The illegal EVMB formed an important starting point for the resistance of other communist groups in Berlin metal works, which emerged at a later point in time. Despite its importance for the resistance against the Nazi regime, the EVMB played almost no role because of its “left sectarian” positions even in the GDR's resistance historiography, which was primarily fixated on the KPD . The EVMB also remained unknown in Germany for a long time.

Functionaries

The chairmen of the EVMB

Leading instructors of the illegal EVMB

  • Wilhelm Bielefeld (member of the board before the beginning of the Nazi regime and chief instructor of the EVMB in illegality in 1933)
  • August Bolte (board member before the beginning of the Nazi regime and leading instructor of the EVMB in the Illegality 1933)
  • Walter Kautz (district manager before the beginning of the Nazi regime and senior instructor of the EVMB in illegality in 1933)
  • Oskar Walz (district manager before the beginning of the Nazi regime and senior instructor of the EVMB in the Illegality 1933)
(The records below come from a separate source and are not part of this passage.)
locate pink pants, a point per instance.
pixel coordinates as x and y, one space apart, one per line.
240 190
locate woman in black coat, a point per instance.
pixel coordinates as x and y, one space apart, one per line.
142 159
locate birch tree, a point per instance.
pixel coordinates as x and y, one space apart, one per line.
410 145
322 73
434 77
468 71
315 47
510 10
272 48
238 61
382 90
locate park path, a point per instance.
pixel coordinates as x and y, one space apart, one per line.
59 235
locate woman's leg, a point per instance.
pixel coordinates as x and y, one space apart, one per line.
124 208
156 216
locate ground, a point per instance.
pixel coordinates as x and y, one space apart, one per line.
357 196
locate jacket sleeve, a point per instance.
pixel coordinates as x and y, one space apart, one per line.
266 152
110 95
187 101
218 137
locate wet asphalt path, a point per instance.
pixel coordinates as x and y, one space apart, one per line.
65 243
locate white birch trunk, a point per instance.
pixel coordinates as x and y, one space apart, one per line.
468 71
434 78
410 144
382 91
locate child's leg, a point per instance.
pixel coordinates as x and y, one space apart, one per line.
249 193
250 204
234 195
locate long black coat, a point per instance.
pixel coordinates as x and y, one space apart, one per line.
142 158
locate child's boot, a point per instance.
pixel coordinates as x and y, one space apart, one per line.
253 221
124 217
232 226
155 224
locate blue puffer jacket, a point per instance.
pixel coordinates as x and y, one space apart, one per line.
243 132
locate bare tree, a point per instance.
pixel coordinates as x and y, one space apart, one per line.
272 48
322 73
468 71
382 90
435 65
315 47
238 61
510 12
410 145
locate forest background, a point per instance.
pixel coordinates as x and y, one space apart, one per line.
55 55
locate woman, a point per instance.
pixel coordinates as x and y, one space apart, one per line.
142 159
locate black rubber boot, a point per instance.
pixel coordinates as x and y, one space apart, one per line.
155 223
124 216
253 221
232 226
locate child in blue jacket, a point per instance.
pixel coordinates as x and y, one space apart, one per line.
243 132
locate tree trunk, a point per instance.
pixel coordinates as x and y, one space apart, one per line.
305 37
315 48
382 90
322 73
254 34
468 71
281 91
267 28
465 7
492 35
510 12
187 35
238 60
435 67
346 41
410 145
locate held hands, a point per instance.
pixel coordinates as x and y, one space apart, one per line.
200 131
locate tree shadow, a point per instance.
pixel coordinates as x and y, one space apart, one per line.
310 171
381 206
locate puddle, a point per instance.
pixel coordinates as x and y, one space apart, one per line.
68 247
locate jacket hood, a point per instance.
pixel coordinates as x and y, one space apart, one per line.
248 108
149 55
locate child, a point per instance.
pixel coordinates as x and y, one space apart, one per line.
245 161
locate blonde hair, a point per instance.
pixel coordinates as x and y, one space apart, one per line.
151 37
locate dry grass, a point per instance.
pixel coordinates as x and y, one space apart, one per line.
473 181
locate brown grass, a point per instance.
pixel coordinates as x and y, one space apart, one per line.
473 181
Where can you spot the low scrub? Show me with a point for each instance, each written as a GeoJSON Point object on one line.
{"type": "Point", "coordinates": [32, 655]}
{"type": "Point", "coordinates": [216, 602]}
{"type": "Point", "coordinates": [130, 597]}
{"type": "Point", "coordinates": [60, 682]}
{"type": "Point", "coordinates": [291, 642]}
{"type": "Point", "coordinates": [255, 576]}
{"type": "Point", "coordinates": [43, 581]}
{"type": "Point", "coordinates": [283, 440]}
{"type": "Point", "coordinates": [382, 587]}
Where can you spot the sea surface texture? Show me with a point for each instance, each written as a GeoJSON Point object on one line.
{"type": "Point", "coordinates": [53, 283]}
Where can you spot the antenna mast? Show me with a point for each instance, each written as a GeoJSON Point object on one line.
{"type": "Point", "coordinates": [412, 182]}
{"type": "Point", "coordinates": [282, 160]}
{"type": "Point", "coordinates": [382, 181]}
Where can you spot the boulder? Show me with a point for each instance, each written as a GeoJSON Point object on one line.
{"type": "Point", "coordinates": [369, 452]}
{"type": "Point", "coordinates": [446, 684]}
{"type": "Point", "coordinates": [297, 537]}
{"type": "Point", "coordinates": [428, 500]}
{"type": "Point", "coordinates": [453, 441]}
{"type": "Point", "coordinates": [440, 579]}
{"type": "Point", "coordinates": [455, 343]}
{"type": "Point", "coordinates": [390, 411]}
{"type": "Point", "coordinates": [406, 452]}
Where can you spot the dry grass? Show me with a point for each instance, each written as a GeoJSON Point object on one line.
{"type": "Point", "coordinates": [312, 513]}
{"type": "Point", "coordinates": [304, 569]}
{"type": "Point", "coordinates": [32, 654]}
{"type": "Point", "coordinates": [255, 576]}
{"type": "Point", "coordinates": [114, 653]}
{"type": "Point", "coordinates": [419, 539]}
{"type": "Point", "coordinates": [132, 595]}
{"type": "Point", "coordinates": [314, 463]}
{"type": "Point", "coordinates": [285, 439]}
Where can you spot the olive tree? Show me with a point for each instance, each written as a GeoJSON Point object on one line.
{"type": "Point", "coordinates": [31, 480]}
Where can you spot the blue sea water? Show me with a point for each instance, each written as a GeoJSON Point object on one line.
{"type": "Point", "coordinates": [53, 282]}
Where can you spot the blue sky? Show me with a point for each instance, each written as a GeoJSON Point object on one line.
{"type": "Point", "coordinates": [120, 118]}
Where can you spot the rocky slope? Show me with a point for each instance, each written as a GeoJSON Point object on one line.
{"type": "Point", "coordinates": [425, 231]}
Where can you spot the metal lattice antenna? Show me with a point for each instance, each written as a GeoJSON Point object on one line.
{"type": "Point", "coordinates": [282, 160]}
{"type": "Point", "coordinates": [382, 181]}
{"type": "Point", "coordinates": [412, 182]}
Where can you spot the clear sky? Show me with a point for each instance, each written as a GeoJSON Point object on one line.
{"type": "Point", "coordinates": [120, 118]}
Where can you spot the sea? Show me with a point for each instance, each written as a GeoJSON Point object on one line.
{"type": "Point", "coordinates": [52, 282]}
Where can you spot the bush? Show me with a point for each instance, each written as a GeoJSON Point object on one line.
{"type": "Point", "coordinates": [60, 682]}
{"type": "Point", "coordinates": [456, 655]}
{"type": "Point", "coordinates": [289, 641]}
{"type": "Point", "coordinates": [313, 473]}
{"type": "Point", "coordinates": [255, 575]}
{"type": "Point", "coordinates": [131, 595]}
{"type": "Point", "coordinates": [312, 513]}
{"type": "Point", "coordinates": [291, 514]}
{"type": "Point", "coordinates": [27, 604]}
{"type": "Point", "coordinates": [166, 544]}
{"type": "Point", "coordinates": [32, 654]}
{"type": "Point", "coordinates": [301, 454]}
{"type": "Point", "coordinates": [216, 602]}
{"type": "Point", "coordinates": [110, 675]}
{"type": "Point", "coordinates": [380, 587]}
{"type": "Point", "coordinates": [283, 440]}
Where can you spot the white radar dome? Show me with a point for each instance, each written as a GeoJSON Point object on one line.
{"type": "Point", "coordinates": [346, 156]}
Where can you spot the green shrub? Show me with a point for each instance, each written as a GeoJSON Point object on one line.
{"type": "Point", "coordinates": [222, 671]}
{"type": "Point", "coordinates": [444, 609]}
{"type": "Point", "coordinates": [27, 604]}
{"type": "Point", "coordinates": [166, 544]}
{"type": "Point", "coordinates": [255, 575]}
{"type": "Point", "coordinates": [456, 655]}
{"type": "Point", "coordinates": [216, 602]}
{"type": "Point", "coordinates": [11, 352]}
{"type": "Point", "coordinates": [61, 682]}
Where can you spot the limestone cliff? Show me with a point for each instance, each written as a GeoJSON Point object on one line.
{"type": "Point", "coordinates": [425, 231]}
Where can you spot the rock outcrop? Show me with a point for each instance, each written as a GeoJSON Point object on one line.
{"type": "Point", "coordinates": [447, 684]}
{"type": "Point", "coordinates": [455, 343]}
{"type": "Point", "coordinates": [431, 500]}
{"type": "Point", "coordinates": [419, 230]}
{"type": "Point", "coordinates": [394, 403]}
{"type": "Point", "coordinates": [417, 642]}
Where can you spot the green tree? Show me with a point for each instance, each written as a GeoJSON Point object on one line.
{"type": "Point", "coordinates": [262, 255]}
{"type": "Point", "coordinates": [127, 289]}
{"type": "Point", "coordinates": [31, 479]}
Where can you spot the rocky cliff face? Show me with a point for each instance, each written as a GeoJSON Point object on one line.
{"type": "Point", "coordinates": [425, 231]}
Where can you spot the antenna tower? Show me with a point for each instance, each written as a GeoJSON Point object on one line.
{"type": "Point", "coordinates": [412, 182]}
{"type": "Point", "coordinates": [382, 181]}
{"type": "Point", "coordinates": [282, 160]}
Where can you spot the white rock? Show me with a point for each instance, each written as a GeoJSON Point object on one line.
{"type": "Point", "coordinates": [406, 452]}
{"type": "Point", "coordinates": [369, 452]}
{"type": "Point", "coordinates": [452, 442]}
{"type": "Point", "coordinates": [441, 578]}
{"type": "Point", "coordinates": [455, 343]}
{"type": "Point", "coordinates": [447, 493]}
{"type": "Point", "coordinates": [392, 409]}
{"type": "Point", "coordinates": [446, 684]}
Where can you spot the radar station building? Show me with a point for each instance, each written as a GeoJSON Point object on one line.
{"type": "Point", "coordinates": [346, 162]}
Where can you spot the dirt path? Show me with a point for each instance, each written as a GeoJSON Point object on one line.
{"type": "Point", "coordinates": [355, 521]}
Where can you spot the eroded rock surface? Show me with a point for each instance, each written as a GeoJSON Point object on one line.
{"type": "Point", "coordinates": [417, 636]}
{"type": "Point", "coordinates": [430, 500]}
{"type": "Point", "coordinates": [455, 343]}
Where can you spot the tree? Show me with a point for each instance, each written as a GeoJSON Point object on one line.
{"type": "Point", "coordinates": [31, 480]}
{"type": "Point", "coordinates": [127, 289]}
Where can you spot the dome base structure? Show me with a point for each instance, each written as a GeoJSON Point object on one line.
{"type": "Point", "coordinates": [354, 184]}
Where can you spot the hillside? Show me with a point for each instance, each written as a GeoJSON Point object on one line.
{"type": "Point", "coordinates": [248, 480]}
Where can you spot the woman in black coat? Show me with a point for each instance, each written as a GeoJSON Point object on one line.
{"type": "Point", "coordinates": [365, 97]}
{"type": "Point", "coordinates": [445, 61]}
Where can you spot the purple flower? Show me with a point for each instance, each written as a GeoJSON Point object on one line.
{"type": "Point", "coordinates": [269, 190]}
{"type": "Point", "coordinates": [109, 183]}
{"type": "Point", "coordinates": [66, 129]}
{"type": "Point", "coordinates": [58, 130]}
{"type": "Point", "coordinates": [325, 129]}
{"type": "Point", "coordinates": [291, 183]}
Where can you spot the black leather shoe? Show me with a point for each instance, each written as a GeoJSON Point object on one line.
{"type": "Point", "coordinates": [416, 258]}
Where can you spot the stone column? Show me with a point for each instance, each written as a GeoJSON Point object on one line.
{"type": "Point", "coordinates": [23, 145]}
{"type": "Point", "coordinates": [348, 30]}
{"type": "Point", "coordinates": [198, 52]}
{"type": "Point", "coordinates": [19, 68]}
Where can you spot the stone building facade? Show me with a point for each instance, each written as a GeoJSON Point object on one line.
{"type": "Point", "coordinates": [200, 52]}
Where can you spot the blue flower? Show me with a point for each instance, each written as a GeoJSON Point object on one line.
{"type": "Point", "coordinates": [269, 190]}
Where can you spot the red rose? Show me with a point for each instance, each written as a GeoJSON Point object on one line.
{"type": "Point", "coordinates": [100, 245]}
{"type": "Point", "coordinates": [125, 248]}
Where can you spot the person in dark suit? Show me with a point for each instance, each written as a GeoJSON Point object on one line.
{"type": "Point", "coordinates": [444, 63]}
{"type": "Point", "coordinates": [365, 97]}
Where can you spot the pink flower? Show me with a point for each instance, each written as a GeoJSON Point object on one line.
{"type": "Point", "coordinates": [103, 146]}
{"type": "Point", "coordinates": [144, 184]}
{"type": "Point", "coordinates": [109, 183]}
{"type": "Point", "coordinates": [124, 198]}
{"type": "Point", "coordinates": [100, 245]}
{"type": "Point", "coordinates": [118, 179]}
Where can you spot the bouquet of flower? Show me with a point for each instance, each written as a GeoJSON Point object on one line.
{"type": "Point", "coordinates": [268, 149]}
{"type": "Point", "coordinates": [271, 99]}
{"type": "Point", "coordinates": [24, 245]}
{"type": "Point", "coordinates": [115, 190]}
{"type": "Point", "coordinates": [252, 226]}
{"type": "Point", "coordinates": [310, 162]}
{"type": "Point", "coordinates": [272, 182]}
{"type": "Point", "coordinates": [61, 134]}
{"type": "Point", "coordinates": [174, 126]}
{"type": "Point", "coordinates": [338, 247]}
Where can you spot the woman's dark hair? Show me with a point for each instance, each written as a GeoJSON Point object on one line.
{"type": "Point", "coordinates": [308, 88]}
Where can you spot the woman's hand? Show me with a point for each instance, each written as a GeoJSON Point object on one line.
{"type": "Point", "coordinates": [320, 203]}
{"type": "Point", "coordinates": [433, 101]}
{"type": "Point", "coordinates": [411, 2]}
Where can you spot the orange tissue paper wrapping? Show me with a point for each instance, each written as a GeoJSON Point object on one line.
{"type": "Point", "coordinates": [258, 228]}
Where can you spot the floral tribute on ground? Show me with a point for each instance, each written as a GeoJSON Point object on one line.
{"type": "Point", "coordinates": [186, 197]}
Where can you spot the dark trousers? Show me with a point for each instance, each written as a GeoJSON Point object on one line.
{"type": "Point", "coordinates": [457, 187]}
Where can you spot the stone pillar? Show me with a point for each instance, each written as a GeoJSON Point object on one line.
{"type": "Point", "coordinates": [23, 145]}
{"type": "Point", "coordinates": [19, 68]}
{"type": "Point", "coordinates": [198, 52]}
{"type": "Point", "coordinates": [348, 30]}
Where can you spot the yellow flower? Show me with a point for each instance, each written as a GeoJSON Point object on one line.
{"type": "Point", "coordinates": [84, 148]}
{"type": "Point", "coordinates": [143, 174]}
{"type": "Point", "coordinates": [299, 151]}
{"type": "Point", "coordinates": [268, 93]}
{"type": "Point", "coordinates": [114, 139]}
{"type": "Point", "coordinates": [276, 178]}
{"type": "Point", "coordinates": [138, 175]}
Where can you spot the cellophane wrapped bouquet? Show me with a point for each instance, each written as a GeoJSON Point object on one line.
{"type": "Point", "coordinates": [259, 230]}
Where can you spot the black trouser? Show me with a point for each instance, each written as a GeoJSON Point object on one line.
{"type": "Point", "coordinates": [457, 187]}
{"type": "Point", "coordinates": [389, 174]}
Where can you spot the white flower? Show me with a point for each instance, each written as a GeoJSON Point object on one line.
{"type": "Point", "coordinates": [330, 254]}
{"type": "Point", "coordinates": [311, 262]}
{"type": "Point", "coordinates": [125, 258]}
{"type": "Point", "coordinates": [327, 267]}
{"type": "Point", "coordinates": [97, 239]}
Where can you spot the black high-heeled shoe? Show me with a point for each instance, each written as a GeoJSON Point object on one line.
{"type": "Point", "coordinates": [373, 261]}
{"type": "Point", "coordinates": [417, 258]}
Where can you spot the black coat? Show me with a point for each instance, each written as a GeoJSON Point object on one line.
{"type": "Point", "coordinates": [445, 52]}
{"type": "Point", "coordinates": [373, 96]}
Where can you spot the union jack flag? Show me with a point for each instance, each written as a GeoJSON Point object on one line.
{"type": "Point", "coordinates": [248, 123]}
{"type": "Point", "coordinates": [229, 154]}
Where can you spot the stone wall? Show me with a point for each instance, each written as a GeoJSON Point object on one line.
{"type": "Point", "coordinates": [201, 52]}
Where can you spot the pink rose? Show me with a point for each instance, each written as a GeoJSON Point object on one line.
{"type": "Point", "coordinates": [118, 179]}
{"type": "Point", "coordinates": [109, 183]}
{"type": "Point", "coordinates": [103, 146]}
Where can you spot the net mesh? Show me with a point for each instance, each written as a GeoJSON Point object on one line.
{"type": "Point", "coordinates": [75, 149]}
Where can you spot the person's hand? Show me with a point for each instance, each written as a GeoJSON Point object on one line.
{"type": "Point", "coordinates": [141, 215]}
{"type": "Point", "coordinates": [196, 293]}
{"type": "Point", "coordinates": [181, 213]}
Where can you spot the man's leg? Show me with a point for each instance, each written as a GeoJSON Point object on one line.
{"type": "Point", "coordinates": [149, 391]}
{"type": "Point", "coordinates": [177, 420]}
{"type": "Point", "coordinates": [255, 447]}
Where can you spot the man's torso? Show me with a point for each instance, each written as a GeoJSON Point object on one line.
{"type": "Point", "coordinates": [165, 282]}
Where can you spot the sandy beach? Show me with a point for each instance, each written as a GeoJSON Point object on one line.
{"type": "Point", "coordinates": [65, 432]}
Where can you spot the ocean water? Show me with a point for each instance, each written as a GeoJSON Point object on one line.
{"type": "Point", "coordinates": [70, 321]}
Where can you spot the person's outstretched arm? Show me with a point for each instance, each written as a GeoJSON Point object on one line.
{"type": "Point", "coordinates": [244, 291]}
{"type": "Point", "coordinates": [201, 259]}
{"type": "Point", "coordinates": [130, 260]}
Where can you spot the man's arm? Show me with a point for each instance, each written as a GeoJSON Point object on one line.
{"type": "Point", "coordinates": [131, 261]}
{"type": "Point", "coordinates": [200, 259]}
Other EVMB officials (selection)

literature

  • Stefan Heinz : Moscow's mercenaries? "The Union of Metal Workers in Berlin": Development and failure of a communist union. VSA-Verlag, Hamburg 2010, ISBN 978-3-89965-406-6 .
  • Stefan Heinz , Siegfried Mielke (ed.): Functionaries of the unified association of metal workers in Berlin in the Nazi state. Resistance and persecution (= trade unionists under National Socialism. Persecution - resistance - emigration. Volume 2). Metropol, Berlin 2012, ISBN 978-3-86331-062-2 .
  • Stefan Heinz: Resistance from the unions. The communist union of metal workers in Berlin (1930–1935) . In: Hans Coppi , Stefan Heinz (ed.): The forgotten resistance of the workers. Trade unionists, communists, social democrats, Trotskyists, anarchists and forced laborers (= History of Communism and Left Socialism, Volume XVI). dietz-Verlag, Berlin 2012, ISBN 978-3-320-02264-8 , pp. 27-46.
  • Stefan Heinz, "Red Association" and resistance group. Der Einheitsverband der Metallarbeiters Berlins (1930–1935) , In: information - Scientific journal of the study group German Resistance 1933–1945, 42nd year (2017), No. 85, pp. 10–15.
  • Stefan Heinz: The 'Red Unions' and their Resistance to National Socialism: The Unity Union of the Berlin Metal Workers 1930–1935 , In: Ralf Hoffrogge / Norman LaPorte (eds.): Weimar Communism as Mass Movement 1918–1933. Lawrence & Wishart, London 2017, pp. 187-204.
  • Hans-Rainer Sandvoss : The “other” capital of the Reich: Resistance from the workers' movement in Berlin from 1933 to 1945 . Lukas-Verlag, Berlin 2007, ISBN 978-3-936872-94-1 , p. 367 ff.